Exa vs Bing API: A Search Performance Comparison Case Study

Overview

The rise of AI applications has made the quality of search and retrieval systems increasingly critical. We conducted a detailed evaluation comparing Exa's neural search capabilities against Bing's API, focusing on their ability to provide relevant results for real-world queries that are highly semantic. We used the Patronus AI automated evaluation suite to perform the comparison, generating aggregate metrics and handy visualizations in the process.

Search Query Relevance of Exa API vs. Bing API

‍

Methodology

We chose a highly semantic query set and tested for whether results semantically match the search query. We describe our methodology below.

Data Collection

We first constructed a representative evaluation dataset. Our dataset consisted of the following attributes:

150 highly semantic queries
5 results retrieved per query from each API
Full text, highlights, and summaries captured for each result

In order for the comparison to be accurate, we augmented the data with Exa contents for Bing search results, since it only returns URLs. This ensures a fair comparison focused only on the relevance of results.

Our code to query Exa and Bing Search is shown below:

# Example implementation

from exa_py import Exa

exa_client = Exa(api_key="TODO")

exa_results = exa_client.search_and_contents( query, type="neural", use_autoprompt=True, num_results=5, text=False, highlights=True, summary=True )

bing_results = bing_client.web.search( query=query, count=5, text_decorations=True, text_format="HTML" )

‍

Evaluation

Results were evaluated using an independent judge evaluator on the Patronus platform, assessing both summary quality and result relevance. This evaluator allowed us to obtain reliable evaluation results at scale, ensuring high human-AI alignment in the process. Results were evaluated on a PASS/FAIL basis, based on the following judge definition:

"Given a search query in USER INPUT, a summary of the content from the returned search result in MODEL OUTPUT, and highlights (or snippets) from the returned search results, determine whether the MODEL OUTPUT or RETRIEVED CONTEXT provide useful and relevant information related to the USER INPUT."

We ran the following code to kick off an evaluation with the Patronus experiments framework:

# Example implementation

from patronus import Client

patronus_client = Client(api_key="TODO")

query_result_relevance = patronus_client.remote_evaluator( evaluator_id_or_alias="judge", criteria="is-search-query-result-relevant", )

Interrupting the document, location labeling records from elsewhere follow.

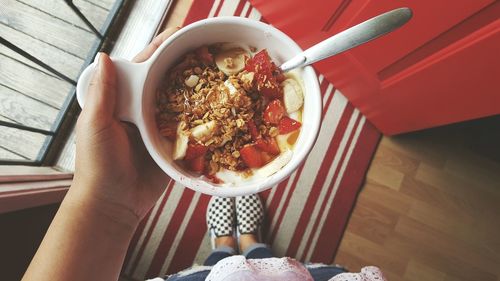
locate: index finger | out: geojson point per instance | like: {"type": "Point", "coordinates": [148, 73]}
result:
{"type": "Point", "coordinates": [151, 48]}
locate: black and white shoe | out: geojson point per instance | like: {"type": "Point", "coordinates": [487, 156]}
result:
{"type": "Point", "coordinates": [220, 216]}
{"type": "Point", "coordinates": [249, 214]}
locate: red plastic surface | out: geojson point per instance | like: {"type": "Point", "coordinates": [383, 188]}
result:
{"type": "Point", "coordinates": [441, 67]}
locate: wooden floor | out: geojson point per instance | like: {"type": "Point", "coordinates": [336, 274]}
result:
{"type": "Point", "coordinates": [430, 207]}
{"type": "Point", "coordinates": [30, 95]}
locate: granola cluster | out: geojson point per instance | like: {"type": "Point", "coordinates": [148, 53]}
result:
{"type": "Point", "coordinates": [196, 92]}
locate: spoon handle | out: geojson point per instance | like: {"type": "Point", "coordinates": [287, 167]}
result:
{"type": "Point", "coordinates": [350, 38]}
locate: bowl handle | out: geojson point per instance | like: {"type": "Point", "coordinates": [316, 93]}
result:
{"type": "Point", "coordinates": [130, 84]}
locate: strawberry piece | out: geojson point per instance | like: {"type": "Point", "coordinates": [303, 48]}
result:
{"type": "Point", "coordinates": [251, 156]}
{"type": "Point", "coordinates": [288, 125]}
{"type": "Point", "coordinates": [274, 112]}
{"type": "Point", "coordinates": [204, 55]}
{"type": "Point", "coordinates": [268, 145]}
{"type": "Point", "coordinates": [266, 74]}
{"type": "Point", "coordinates": [253, 130]}
{"type": "Point", "coordinates": [195, 151]}
{"type": "Point", "coordinates": [214, 179]}
{"type": "Point", "coordinates": [197, 164]}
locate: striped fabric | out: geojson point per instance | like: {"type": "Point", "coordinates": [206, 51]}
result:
{"type": "Point", "coordinates": [306, 214]}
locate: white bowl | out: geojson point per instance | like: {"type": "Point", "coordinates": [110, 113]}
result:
{"type": "Point", "coordinates": [138, 82]}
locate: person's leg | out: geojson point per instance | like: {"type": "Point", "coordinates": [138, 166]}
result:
{"type": "Point", "coordinates": [221, 223]}
{"type": "Point", "coordinates": [249, 217]}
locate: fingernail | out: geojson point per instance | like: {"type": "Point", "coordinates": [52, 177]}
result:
{"type": "Point", "coordinates": [96, 60]}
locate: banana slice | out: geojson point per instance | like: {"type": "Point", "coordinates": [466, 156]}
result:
{"type": "Point", "coordinates": [181, 141]}
{"type": "Point", "coordinates": [275, 165]}
{"type": "Point", "coordinates": [204, 131]}
{"type": "Point", "coordinates": [232, 90]}
{"type": "Point", "coordinates": [292, 95]}
{"type": "Point", "coordinates": [231, 61]}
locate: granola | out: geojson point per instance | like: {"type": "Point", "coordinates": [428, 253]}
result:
{"type": "Point", "coordinates": [223, 109]}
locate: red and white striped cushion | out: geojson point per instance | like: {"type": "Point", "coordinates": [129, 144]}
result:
{"type": "Point", "coordinates": [306, 214]}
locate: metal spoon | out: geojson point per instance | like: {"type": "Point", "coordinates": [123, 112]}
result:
{"type": "Point", "coordinates": [350, 38]}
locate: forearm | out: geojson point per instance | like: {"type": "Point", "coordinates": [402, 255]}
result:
{"type": "Point", "coordinates": [86, 241]}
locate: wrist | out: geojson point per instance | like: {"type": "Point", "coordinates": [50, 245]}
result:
{"type": "Point", "coordinates": [112, 215]}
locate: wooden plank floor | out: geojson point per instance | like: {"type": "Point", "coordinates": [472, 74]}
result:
{"type": "Point", "coordinates": [29, 94]}
{"type": "Point", "coordinates": [429, 208]}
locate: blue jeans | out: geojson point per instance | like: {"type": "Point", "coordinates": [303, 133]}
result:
{"type": "Point", "coordinates": [256, 251]}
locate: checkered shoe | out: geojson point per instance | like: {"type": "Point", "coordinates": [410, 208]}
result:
{"type": "Point", "coordinates": [220, 216]}
{"type": "Point", "coordinates": [249, 214]}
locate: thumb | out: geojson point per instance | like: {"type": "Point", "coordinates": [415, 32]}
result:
{"type": "Point", "coordinates": [101, 98]}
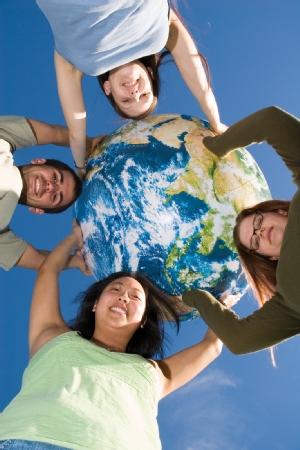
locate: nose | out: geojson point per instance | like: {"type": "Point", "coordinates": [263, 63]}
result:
{"type": "Point", "coordinates": [135, 93]}
{"type": "Point", "coordinates": [123, 298]}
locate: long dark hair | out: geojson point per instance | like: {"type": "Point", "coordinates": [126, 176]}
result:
{"type": "Point", "coordinates": [152, 62]}
{"type": "Point", "coordinates": [259, 269]}
{"type": "Point", "coordinates": [146, 341]}
{"type": "Point", "coordinates": [59, 165]}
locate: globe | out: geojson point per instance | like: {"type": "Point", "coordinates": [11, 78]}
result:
{"type": "Point", "coordinates": [156, 201]}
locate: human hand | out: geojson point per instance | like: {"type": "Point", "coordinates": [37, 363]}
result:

patronus_client.experiment( project_name="web-search-comparison", data=exa_results, evaluators=[query_result_relevance], experiment_name="exa", )

patronus_client.experiment( project_name="web-search-comparison", data=bing_results, evaluators=[query_result_relevance], experiment_name="bing", )

‍

Performance Analysis

We see that Exa outperformed Bing Search in search result relevance. The Comparisons view shows that Exa had a pass rate of 60% whereas Bing had a pass rate of 38%.

Let's dig into some example queries to understand the performance differences!

Example Queries

Query: “best online language learning apps with proven effectiveness for native english speakers learning mandarin chinese”

Example Result: Exa

Exa's result recommended Ninchanese for native English speakers learning Mandarin Chinese. Patronus scored the result as PASS as it is relevant to the user query.

*Patronus Experiments View of one of the relevant recipes suggested by Exa’s API*

‍

Example Result: Bing

Bing's result provides examples of learning apps for 2024. Patronus scored the result as FAIL. To understand why, we can take a look at the Patronus evaluator's explanation. In this case, the result was marked as FAIL because the results were general in scope and not specific to native English speakers.

‍

Key Findings

1. Semantic Understanding

Exa's neural search showed superior performance in understanding complex technical queries
Particularly strong in cases requiring deep domain understanding

2. Result Relevance

Higher precision in technical and specialized searches

3. Content Depth

Exa consistently returned more technically relevant content
Better at finding specific, detailed information rather than general overviews

Implications for Developers

The results demonstrate clear advantages for applications requiring:

Complex query understanding
Accuracy and relevancy of full content within a URL

‍Conclusion

Our evaluation reveals that Exa's neural search capabilities provide significantly more relevant results for technical and complex queries compared to traditional search APIs. This makes it particularly valuable for applications requiring deep semantic understanding and technical content retrieval.